Szekspir i uzurpator
Teatr Krzysztofa Warlikowskiego niemal bezpośrednio wyrasta z twórczości Szekspira – reżyser nazwał tego genialnego dramatopisarza swym mistrzem rzemiosła, a jego sztuki realizował wielokrotnie. O przyczyny tej fascynacji oraz o jej wpływ na kształt innych przygotowywanych przez Warlikowskiego przedstawień pyta w swym wywiadzie Piotr Gruszczyński. Okazuje się na przykład, że nie byłoby Oczyszczonych – uznawanych za najważniejszy spektakl ostatnich lat – gdyby nie praca nad Szekspirem.

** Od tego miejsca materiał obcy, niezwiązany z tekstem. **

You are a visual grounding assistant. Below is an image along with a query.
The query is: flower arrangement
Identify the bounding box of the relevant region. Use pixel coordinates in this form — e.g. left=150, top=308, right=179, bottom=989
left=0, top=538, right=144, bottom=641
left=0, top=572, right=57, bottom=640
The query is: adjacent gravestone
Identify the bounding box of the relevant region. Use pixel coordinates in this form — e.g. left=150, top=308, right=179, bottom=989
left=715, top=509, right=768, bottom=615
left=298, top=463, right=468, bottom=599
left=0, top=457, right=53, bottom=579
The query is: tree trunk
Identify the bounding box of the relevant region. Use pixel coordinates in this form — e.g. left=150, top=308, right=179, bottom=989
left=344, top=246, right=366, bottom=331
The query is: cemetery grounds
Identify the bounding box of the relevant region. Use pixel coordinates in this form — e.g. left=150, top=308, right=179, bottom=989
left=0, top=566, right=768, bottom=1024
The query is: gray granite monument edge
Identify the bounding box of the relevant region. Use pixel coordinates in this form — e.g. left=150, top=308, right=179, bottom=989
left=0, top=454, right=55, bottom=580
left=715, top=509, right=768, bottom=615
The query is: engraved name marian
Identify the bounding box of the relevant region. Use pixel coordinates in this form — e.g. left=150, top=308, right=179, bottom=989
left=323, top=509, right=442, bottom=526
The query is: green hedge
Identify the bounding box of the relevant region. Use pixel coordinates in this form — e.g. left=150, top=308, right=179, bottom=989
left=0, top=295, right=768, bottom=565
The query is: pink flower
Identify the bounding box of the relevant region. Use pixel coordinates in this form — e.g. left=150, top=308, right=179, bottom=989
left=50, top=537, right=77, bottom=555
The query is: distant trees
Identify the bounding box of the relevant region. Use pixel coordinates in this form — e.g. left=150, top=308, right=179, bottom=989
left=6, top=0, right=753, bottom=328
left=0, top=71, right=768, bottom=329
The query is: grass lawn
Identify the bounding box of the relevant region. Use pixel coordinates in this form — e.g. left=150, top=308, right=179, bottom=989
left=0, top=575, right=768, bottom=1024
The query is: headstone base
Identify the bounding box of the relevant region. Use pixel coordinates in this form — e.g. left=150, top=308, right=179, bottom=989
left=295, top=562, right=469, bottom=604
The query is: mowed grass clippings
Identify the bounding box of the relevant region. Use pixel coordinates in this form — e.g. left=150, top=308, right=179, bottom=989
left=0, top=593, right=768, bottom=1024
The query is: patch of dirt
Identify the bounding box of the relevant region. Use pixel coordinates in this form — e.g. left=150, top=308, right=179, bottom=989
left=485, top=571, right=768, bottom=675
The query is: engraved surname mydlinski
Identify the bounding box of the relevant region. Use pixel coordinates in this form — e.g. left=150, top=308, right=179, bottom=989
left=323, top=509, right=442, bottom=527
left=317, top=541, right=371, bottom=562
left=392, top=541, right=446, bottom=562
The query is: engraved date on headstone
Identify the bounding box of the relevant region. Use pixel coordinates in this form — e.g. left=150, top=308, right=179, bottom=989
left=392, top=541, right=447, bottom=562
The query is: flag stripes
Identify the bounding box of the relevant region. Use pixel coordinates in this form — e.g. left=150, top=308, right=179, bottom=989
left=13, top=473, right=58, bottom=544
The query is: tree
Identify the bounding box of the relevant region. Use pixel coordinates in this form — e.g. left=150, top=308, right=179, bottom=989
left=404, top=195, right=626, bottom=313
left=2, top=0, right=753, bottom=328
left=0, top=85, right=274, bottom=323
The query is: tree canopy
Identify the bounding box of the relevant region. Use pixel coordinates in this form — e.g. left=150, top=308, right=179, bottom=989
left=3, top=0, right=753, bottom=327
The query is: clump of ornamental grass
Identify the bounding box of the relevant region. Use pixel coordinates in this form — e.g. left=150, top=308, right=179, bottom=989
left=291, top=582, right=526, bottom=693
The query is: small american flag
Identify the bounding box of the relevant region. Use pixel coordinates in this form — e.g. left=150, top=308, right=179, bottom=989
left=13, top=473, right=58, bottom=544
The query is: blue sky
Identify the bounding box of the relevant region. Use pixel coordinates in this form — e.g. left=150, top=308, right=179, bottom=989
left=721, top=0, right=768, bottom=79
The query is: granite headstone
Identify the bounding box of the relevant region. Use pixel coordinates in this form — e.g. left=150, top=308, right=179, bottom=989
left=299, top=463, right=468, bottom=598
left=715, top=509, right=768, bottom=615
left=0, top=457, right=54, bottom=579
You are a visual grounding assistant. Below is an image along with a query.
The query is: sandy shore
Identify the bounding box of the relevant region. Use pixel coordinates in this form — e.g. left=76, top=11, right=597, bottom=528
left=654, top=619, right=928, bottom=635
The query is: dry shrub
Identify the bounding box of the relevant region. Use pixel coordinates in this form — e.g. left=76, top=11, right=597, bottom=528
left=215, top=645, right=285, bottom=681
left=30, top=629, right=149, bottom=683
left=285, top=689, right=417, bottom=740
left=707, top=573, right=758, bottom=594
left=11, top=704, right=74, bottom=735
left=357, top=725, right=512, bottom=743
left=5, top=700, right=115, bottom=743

Warlikowski narzeka na interpretatorów, którzy zabierając się za pracę nad Burzą, Hamletem, czy Makbetem, gubią ich najgłębsze sensy i pozbawiają największej wartości: stawiania niejednoznacznych pytań. Z rozmowy tej wyłania się także inne oblicze komedii takich jak Kupiec wenecki, Poskromienie złośnicy i Wieczór trzech króli. Ich szczęśliwe zakończenia nie przekonują Warlikowskiego – zawsze szuka w nich znamion rozpadu i pierwszych oznak zbliżających się nieszczęść. Rozmowa o Szekspirze staje się również niejednokrotnie
punktem wyjścia do ogólniejszych rozważań: o roli błazna, walce płci czy powiązaniach między teatrem a kinematografią.
Nawet Hollywood nauczył się tworzyć scenariusze korzystające z Szekspira i znajdujące w nim prawdziwe współczesne historie. A my ciągle w teatrze uprawiamy żarty, wierzymy w konwencję. To nie do przyjęcia. Pewnie, że można w nieskończoność grać te komedie, a nawet tragedie ślizgając się po powierzchni zdarzeń. Tak się robi w większości teatrów świata, które upajają się na przykład brzmieniem Szekspirowskiego słowa bez wchodzenia w sensy tego słowa. Można, ale po co?